Sure there is a difference in the number of bacteria present in the tank when comparing 3,000 to 21,000 cfu per mL. However, if one knows what bacteria is present, then they can put a management plan in place to control the presence of the specific bacteria in the tank. If a bulk tank has a bacteria count of 12,000 cfu per mL and Staph aureus is identified in the tank, the management plan will be different than if E. coli, Klebsiella, or Streptococcus organisms were identified.

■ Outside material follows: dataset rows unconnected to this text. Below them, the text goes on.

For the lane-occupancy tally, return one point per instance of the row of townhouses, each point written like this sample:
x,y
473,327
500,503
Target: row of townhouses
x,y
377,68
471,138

As stated in previous articles, it is important to collect a duplicate milk sample of all loads of milk that leave the farm so that you may submit the duplicate sample for quantitative analysis when there is the report of an elevated bacteria count in the tank. It is important to know the different organisms present in your bulk tank in order to be able to manage the bacteria count.
Useful for calf milk, too
Performing quantitative bacteria counts on pre- and postpasteurized milk is also important if one is trying to verify that the pasteurizer is working properly. To determine if a pasteurizer is working properly, collect samples prior to pasteurization, immediately after pasteurization (within pasteurizer if being transferred to holding tank), in the holding tank after pasteurization, and when the first calf is fed.

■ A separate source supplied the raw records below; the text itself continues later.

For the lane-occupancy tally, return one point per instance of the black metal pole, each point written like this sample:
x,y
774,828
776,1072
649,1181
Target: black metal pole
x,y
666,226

This sampling process will allow one to determine if the pasteurizer is working properly or if postpasteurization contamination is present. Table 2 shows the pre- and postpasteurized bacteria counts are virtually the same with high levels of Streptococcus species being present both pre- and postpasteurized.

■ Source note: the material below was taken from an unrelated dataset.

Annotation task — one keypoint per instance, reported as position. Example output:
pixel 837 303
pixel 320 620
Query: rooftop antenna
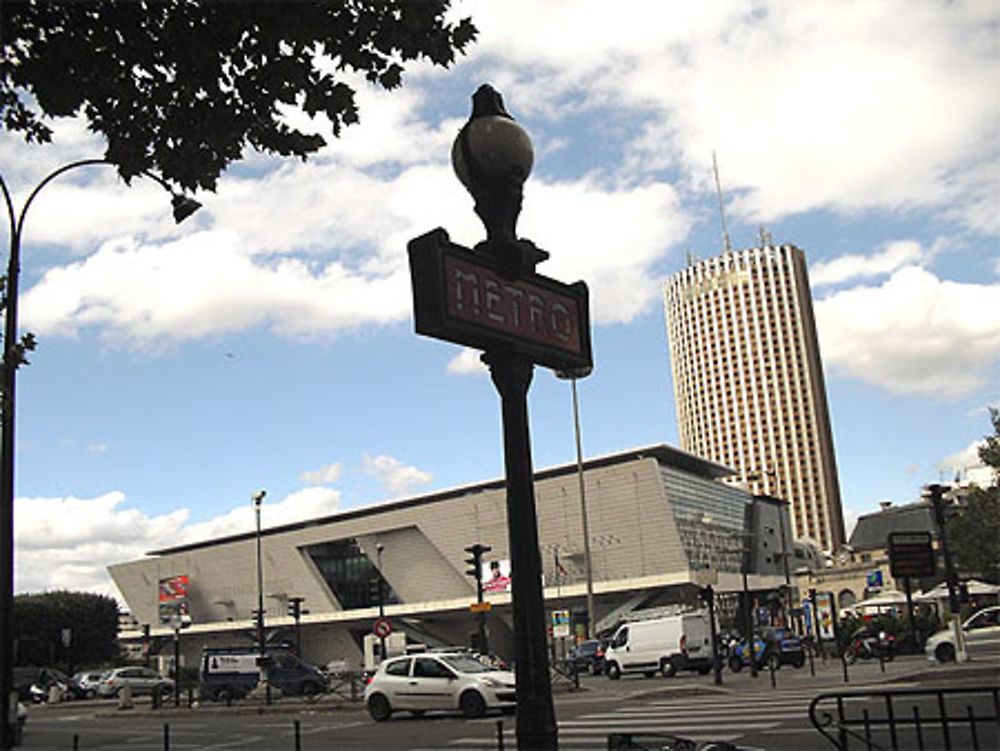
pixel 727 246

At a quick glance one would think that the pasteurizer failed because the Streptococcus species were present before and after pasteurization. Further laboratory tests identified the prepasteurized Streptococcus species as Lactococcus and the postpasteurized Streptococcus as Enterococcus.
The selective bacteriological media used in the laboratory is the reason why organisms are lumped into the Streptococcus genus. The further diagnostics allows for the potential identification of the exact genus and sometimes the species. This indicates that the pasteurizer was functioning properly given the elimination of Lactococcus species in the postpasteurized samples and that post pasteurization contamination may be an issue.
Further investigation found that a milk additive included postpasteurization contained Enterococcus. In the end, if one was only looking at the bacteria count of the pre- and postpasteurized milk samples, then the conclusion would be a faulty pasteurizer. The farm team would be focusing their time and money on fixing the pasteurizer.
Bacteria counts, bulk tank SCC, test day SCC, and individual cow SCC are all extremely important values that help one monitor milk quality and udder health. However, in order to manage the SCC and bacteria count, one must know the bacteria that is causing the count.